Le personnel médical aide un patient dans l’unité de soins intensifs Covid-19 de l’hôpital universitaire de Bochum.

Le personnel médical aide un patient dans l’unité de soins intensifs Covid-19 de l’hôpital universitaire de Bochum.

AFP

«Le législateur n’a pas pris de mesures garantissant le fait que personne ne puisse être désavantagé en raison de son handicap dans l’attribution d’un traitement en cas de pénurie de ressources en soins intensifs», a argumenté la Cour constitutionnelle dans un arrêt publié mardi.

La Cour de Karlsruhe, dernière instance judiciaire en Allemagne, était saisie par plusieurs plaignants souffrant de handicap, qui estimaient que le pays n’avait pas pris de dispositions suffisantes pour leur garantir un accès aux soins dans le contexte pandémique.

Depuis près de deux ans, l’épidémie de coronavirus a conduit, dans de nombreux pays, à une surcharge plus ou moins durable des services de soins intensifs ayant parfois imposé aux médecins un «tri» des patients à soigner en priorité.

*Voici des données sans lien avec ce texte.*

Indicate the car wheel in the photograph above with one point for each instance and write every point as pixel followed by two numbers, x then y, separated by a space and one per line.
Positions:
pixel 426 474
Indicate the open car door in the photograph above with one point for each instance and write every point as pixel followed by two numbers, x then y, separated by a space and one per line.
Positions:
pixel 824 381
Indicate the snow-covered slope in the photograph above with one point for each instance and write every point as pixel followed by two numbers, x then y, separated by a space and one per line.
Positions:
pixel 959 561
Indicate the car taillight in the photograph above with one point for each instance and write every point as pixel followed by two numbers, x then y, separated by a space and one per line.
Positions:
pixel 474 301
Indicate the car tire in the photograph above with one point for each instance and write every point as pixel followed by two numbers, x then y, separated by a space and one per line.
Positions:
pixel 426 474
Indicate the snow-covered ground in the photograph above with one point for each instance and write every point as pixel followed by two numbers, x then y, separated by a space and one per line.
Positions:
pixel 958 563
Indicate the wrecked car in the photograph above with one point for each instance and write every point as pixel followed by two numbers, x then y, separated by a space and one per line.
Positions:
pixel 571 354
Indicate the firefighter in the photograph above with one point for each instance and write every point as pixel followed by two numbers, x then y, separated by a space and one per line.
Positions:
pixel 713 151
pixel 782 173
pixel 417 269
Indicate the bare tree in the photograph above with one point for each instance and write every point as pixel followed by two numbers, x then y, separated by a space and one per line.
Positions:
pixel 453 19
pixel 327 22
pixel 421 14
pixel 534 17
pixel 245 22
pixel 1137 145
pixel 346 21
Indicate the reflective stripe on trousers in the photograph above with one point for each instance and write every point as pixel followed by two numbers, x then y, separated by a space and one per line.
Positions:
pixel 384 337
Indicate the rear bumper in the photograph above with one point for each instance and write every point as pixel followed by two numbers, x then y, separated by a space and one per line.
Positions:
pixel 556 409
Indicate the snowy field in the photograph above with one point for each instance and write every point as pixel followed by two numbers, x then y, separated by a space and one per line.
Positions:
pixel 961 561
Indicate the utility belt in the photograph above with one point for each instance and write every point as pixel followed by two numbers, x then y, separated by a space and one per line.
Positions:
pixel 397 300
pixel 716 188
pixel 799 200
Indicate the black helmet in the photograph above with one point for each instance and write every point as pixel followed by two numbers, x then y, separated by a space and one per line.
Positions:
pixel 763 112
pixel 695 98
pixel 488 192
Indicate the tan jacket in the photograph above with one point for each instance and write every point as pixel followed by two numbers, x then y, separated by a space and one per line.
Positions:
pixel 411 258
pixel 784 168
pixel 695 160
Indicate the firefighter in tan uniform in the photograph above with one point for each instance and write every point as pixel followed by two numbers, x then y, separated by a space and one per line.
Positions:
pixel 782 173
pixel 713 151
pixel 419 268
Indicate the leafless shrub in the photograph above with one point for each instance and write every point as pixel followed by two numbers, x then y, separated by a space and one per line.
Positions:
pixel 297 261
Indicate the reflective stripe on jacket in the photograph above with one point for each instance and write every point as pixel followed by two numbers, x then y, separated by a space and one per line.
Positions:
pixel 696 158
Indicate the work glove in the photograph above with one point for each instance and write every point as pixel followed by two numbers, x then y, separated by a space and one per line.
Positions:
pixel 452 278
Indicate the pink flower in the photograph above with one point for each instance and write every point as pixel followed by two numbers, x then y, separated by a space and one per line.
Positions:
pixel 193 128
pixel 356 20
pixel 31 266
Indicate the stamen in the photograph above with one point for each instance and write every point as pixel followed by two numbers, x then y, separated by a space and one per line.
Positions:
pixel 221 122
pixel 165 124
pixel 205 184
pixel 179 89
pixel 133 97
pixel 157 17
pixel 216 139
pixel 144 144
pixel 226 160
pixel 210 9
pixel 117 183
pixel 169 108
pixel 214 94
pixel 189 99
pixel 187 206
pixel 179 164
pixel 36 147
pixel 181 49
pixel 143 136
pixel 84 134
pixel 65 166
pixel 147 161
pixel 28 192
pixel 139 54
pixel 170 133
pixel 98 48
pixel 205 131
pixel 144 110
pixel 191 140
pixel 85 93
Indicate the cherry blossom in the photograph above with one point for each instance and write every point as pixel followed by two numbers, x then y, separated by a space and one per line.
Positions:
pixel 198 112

En Allemagne, «jusqu’à présent, aucun cadre contraignant n’a été mis en place pour régir l’allocation des ressources en soins intensifs en cas de pénurie effective», a fait remarquer la Cour de Karlsruhe dans sa décision.

Directives non contraignantes

Pour le moment, les médecins disposent seulement de directives provenant de leurs instances professionnelles, mais celles-ci ne sont pas «contraignantes légalement».

Or, il existe «suffisamment d’indications selon lesquelles les plaignants risquent d’être désavantagés en raison de leur handicap», dans une telle situation, a-t-elle détaillé.

En cas de pénuries de places en soins intensifs, les décisions «subjectives» des médecins pourraient en effet comporter des «éléments de discriminations» envers ces personnes, selon les juges.

Dans l’état actuel de la législation, la protection de l’accès au soin des handicapés «n’est donc pas assurée», explique la Cour, alors même que «la pandémie de Covid-19 entraîne des risques spécifiques pour les personnes handicapées».

L’absence de disposition protégeant ces personnes les plus à risque en cas de «triage» viole, selon la Cour, «l’interdiction de discriminer sur la base d’un handicap», inscrite dans la Convention des Nations Unies relatives aux droits des personnes handicapées, signée par l’Allemagne.